Methods: 38 patients underwent CTI ablation at two cardiothoracic hospitals. Operators delivered 682 lesions in total with a target AI of 600 Wgs. Ablation parameters were recorded every 10-20 ms. Post hoc, VisiTags were trisected according to CTI position: inferior vena cava (IVC), middle (Mid), or ventricular (V) lesions.
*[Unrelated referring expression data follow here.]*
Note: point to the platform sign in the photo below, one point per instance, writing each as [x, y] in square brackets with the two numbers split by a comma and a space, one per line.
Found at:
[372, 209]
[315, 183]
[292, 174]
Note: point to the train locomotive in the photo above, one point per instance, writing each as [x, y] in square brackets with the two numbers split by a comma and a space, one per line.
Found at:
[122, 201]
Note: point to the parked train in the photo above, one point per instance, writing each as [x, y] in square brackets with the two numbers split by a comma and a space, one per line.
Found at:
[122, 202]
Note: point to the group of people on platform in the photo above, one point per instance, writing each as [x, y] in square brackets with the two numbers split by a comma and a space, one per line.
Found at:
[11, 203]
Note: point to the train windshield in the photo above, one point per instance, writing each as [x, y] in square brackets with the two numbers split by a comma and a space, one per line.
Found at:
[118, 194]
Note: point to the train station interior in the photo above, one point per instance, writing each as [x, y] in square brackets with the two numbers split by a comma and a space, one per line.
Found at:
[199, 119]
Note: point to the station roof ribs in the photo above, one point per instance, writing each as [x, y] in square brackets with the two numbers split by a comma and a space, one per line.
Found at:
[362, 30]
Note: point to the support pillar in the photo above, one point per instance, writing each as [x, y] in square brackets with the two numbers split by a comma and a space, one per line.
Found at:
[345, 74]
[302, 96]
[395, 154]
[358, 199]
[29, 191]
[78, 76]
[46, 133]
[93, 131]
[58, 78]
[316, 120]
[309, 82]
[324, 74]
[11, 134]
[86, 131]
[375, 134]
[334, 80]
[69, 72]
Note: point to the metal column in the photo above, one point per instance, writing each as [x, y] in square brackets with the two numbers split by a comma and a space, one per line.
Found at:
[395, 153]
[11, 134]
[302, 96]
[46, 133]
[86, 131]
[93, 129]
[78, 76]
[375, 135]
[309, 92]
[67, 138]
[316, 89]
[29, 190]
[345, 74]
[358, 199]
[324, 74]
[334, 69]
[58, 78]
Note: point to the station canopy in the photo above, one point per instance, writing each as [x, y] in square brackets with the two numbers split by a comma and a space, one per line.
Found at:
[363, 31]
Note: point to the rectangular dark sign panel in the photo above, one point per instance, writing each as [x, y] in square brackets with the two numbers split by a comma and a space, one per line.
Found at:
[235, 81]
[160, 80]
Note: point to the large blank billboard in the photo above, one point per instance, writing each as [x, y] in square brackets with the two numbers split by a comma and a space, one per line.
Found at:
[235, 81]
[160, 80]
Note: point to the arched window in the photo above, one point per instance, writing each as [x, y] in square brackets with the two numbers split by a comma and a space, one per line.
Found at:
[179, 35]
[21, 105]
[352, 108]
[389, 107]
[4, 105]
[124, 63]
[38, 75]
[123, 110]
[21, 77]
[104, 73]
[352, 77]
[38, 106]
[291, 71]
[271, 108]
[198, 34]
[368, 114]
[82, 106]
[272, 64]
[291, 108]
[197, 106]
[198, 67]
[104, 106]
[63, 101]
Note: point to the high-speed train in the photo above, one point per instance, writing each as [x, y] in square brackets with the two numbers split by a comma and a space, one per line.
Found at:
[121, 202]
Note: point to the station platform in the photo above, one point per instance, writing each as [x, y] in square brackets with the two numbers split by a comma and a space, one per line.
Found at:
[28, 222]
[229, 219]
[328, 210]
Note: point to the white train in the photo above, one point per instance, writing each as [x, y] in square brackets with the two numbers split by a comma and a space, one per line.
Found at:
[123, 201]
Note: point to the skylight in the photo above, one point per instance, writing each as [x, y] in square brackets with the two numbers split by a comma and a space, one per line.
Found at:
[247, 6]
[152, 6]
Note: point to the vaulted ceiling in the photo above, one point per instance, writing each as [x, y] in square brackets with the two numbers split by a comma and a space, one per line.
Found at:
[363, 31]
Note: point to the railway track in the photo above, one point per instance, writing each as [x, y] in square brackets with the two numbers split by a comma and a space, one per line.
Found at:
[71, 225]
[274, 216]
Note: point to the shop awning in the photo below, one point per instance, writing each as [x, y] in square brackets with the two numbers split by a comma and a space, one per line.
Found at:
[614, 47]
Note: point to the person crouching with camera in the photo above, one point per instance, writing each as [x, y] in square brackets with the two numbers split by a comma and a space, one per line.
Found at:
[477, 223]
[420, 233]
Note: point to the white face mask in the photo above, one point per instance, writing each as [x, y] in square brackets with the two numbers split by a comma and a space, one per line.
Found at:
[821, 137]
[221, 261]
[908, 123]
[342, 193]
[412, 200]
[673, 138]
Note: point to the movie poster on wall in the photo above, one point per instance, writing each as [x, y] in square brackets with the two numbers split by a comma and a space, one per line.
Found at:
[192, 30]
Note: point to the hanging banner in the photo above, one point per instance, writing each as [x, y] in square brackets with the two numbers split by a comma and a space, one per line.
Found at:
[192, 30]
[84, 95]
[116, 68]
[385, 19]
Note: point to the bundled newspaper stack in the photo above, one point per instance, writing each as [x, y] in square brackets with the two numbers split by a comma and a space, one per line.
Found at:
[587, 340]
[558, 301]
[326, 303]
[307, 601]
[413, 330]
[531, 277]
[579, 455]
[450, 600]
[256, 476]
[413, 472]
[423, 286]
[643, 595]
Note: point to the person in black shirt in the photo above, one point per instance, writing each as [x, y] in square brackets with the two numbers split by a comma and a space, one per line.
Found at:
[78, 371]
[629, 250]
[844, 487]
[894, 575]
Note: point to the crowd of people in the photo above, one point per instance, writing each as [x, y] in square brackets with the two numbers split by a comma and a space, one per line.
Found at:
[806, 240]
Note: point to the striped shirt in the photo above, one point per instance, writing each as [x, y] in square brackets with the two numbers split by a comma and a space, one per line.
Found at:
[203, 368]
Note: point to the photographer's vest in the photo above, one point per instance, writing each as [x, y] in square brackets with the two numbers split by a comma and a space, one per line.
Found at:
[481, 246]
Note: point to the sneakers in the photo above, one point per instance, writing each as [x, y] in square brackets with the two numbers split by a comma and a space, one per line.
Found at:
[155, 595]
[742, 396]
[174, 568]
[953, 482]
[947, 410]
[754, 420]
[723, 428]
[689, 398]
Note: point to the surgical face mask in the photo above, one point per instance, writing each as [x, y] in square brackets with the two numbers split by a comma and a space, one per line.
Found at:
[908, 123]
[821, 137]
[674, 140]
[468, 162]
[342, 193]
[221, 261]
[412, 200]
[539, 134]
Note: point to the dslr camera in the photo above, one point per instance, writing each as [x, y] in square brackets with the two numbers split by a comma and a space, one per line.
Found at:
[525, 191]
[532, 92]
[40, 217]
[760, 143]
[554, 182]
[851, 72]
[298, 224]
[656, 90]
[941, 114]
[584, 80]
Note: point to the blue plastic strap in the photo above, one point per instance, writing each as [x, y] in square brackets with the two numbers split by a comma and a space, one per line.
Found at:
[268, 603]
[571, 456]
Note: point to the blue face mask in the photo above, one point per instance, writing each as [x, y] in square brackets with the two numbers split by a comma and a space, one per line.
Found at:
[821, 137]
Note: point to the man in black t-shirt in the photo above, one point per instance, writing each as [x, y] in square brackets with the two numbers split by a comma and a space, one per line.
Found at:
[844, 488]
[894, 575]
Results: There were no complications. 97.4% of patients (n=37) remained in sinus rhythm at 6.6 ± 3.3 months’ follow-up. For the whole CTI, peak AI correlated with mean impedance drop (ID) (R2=0.89, p<0.0001). However, analysis by anatomical site demonstrated a non-linear relationship Mid CTI (R2=0.15, p=0.21). Accordingly, whilst mean AI was highest Mid CTI (IVC: 473.1 ± 122.1 Wgs, Mid: 539.6 ± 103.5 Wgs, V: 486.2 ± 111.8 Wgs, ANOVA p<0.0001), mean ID was lower (IVC: 10.7 ± 7.5 Ω, Mid: 9.0 ± 6.5 Ω, V: 10.9 ± 7.3 Ω, p=0.011), and rate of ID was slower (IVC: 0.37 ± 0.05 Ω/s, Mid: 0.18 ± 0.08 Ω/s, V: 0.29 ± 0.06 Ω/s, p<0.0001). Mean contact force was similar at all sites, however temporal fluctuations in contact force (IVC: 19.3 ± 12.0 mg/s, Mid: 188.8 ± 92.1 mg/s, V: 102.8 ± 32.3 mg/s, p<0.0001) and catheter angle (IVC: 0.42°/s, Mid: 3.4°/s, V: 0.28°/s, p<0.0001) were greatest Mid CTI. Use of a long sheath attenuated these fluctuations and improved ablation efficacy.
Conclusions: Ablation characteristics vary across the CTI. At the Mid CTI, operators should appreciate that higher AI values do not necessarily deliver more effective ablation; this may be explained by localised fluctuations in catheter angle and contact force.